Further news posted  March 2016.  “Still uncertain about the color alleles in Bronwyn, we thought it best to treat her as Ed with homozygous spotting  SsSs  and bred her to our  Extension-dominant ram.  In mid-Feb she had natural-colored twins (with no white evident on them)  unattended  but did nothing for them.  Graeme found them both dead.  We decided not to forgive her this failure even though it was her first lambing and we won’t keep her.  Looking at the pictures, however, I am still struck by the symmetry of the white display  that does not cross the midline.  There are no “teardrops” although the facial saltire (chi or St Andrew’s cross) is so big it could perhaps mask low hanging blobby ones.  Circumstantial evidence has to support the call of   A_ A_Ed E_ Ss Ss  but she certainly is a good mimic of  AxAy E+ E+ Ss Ss and we will keep her story public as instructional.”

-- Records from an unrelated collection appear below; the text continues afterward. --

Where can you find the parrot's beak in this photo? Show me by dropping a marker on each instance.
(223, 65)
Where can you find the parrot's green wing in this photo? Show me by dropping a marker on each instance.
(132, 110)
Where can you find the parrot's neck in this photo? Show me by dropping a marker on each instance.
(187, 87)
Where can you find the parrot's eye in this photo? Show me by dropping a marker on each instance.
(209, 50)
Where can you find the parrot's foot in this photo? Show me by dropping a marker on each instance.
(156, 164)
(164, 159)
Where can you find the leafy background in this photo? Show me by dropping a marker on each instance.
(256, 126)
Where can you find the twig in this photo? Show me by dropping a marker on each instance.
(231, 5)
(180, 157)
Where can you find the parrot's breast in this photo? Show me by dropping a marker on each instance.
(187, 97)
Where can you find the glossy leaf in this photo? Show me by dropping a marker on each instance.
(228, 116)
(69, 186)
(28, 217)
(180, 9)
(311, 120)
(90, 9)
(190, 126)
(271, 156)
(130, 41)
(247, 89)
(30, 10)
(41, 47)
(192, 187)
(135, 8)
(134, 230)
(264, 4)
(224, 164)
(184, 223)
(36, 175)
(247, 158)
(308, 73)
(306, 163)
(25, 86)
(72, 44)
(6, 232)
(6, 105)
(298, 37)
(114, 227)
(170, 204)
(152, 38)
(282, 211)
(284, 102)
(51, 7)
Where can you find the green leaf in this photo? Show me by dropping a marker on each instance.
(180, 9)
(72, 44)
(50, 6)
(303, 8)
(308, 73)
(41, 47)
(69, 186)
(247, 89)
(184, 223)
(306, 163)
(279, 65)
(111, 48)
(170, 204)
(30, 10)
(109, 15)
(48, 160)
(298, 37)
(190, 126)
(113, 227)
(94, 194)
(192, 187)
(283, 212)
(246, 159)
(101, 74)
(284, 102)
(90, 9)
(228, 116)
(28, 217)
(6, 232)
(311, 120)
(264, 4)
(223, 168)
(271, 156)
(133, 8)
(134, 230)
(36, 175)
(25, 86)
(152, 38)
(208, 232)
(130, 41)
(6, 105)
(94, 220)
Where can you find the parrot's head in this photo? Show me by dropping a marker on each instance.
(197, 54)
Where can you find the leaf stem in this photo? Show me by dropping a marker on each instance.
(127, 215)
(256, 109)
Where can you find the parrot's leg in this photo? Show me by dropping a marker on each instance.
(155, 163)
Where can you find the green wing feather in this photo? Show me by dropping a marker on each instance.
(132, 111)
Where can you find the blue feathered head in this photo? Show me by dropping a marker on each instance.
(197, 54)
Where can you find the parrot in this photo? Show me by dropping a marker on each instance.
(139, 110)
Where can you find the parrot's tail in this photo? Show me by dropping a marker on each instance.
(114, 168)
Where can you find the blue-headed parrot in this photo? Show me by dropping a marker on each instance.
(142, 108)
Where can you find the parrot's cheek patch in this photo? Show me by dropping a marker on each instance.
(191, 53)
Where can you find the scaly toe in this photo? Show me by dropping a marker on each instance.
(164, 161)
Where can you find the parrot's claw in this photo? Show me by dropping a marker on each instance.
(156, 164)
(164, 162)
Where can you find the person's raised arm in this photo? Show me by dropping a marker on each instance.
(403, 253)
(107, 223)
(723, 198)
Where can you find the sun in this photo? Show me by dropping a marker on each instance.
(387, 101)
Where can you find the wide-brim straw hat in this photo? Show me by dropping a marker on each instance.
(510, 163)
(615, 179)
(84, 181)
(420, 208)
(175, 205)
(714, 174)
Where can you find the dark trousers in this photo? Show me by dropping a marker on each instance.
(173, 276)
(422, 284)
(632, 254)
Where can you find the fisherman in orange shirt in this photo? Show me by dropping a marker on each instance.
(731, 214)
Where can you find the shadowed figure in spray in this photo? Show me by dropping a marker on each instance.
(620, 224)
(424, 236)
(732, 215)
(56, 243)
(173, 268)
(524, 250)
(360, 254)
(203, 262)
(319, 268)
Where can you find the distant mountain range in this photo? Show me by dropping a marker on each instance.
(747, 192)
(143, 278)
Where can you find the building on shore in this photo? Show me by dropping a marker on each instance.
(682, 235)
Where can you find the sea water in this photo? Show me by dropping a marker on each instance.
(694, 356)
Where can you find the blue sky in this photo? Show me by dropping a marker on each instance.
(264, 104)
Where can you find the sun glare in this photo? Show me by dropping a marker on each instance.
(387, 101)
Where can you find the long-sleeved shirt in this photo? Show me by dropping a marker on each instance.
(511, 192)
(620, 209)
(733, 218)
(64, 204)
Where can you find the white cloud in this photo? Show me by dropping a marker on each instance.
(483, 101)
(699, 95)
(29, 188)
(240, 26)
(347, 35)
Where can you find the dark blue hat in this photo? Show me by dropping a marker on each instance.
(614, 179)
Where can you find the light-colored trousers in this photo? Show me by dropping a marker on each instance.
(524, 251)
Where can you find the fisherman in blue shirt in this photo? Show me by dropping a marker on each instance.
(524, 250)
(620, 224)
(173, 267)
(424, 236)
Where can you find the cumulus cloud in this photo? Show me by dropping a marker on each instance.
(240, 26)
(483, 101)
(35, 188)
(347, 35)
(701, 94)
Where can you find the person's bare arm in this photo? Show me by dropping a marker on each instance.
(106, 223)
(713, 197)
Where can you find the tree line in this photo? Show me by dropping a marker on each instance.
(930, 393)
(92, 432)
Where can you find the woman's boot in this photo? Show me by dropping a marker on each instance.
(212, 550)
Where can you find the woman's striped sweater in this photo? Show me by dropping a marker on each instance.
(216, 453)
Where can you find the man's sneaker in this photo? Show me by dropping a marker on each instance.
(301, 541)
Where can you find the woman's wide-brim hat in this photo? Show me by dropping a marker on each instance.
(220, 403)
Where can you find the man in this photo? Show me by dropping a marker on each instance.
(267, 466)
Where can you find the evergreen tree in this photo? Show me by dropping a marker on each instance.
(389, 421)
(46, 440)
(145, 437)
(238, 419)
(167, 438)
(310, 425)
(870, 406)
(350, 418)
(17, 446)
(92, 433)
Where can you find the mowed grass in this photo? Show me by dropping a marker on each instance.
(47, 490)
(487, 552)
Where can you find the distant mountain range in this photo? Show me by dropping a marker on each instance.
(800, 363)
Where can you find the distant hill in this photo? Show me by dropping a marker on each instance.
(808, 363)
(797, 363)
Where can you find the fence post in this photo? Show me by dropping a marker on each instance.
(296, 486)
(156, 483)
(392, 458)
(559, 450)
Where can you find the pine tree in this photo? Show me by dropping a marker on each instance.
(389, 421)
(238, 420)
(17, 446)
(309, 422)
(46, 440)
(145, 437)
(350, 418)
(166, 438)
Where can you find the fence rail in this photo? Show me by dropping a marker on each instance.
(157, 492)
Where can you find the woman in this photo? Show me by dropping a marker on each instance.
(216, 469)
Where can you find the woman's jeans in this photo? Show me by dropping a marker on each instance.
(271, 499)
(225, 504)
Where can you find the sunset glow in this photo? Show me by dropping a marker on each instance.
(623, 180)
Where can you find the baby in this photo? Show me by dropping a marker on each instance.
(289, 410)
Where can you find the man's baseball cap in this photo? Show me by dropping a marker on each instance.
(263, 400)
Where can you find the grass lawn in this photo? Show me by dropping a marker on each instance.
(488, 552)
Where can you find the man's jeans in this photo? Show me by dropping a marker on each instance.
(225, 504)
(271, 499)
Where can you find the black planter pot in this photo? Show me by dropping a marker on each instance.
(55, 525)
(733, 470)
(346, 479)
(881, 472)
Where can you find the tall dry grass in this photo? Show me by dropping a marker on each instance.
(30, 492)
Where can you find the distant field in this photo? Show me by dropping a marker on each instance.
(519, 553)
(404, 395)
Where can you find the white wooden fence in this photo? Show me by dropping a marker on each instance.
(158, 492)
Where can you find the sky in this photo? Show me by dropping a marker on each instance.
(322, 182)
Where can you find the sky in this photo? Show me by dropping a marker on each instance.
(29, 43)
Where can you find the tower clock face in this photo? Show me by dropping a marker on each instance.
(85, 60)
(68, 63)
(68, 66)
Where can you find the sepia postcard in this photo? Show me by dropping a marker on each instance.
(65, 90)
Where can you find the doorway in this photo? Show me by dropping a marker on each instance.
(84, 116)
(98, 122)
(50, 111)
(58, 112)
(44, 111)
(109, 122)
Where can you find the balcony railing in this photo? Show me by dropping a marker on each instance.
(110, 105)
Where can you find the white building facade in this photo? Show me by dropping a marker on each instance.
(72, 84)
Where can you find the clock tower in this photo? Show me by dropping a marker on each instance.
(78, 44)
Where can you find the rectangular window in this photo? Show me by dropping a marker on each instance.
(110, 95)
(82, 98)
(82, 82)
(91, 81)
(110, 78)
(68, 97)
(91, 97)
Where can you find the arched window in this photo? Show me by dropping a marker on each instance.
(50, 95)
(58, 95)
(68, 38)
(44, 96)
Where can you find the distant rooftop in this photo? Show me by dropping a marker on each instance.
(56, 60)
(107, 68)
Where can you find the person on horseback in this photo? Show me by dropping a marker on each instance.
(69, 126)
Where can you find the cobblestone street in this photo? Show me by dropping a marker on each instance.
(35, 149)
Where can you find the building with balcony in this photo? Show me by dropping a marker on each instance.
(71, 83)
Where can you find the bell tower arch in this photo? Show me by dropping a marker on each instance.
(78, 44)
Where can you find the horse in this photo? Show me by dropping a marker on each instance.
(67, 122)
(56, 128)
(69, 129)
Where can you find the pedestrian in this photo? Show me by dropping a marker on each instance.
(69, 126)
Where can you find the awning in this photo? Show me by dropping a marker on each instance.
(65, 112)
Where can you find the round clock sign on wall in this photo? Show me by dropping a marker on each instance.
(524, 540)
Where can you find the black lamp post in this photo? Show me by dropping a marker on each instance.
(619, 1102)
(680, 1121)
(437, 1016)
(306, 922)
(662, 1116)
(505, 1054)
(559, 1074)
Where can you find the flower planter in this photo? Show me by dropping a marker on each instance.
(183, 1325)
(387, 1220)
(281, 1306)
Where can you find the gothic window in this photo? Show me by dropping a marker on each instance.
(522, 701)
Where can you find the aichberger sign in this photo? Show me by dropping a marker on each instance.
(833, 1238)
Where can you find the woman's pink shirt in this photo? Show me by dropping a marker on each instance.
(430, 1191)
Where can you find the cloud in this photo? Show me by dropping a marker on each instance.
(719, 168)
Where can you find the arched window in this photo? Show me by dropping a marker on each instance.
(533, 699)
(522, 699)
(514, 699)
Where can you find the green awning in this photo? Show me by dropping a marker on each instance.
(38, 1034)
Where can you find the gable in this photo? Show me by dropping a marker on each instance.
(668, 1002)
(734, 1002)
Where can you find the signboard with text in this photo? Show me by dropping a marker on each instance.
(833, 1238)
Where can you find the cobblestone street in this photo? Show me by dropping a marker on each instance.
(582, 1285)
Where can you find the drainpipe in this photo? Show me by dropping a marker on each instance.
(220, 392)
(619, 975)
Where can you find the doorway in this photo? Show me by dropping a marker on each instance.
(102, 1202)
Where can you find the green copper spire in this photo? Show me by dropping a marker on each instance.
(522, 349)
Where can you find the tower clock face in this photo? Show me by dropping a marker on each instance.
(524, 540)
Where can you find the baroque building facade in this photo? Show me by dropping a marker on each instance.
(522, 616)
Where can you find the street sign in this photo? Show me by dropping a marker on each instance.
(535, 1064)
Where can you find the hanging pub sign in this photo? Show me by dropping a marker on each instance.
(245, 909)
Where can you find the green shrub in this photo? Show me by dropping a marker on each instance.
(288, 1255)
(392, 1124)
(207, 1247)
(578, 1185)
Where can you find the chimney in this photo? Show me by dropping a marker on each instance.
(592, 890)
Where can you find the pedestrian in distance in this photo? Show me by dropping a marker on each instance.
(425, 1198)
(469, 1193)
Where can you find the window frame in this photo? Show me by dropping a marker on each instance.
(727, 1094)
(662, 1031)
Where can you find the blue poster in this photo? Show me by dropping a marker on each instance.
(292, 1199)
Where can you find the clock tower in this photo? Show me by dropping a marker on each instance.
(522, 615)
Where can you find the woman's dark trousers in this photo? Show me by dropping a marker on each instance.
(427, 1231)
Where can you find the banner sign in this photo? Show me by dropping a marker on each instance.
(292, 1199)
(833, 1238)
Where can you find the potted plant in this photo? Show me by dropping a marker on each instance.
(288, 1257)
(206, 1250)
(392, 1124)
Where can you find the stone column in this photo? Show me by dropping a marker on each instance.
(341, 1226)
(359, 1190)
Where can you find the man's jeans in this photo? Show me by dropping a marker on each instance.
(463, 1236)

Update (2018) to the retraction is to recall that Dee in 2014 expressed worry that the facial pattern was due to spotting, but [perhaps to avoid raining on my parade] tilted slightly to recessive.  I think she was right from the start.  Looking in Jan 2018 at the photos from 2014,  I note (a) though I then called a “chi” blazon (or saltire or St Andrew’s cross) this was not a good example.  The upper V is completely filled with white.  (b) More important, though, the photo shows the contrast between the bright white that we now think was spotting and the more tan splotch of the cap posterior to the white.  The tan, duller, cap  may be a characteristic of  extension dominant Romneys that is due neither to spotting nor to the agouti locus. Dee and I and Maggie are these days wondering about its nature.  Whatever it is, it contrasts markedly in hue  to the imperfect chi.

Also posted in 2015, unrelated to the lamb I wrongly thought recessive. was this note: “Our recessive program ran aground this year when we concluded from his progeny that the solid handsome colored ram we believed to be AxAyE+E+  probably  has one Ed.  I hasten to say that the eight ewes he was exposed to were not chosen to be the set that would give most information about whether he has an Ed allele; we simply assumed he did not, gave him only ewes we knew to have one or two color alleles at agouti (There are not many of those in our flock now) .  He almost certainly has at least one color allele at agouti but the probable Ed makes that un-findable.  We are taking some big steps  to keep going in the right direction.   Stay with us.”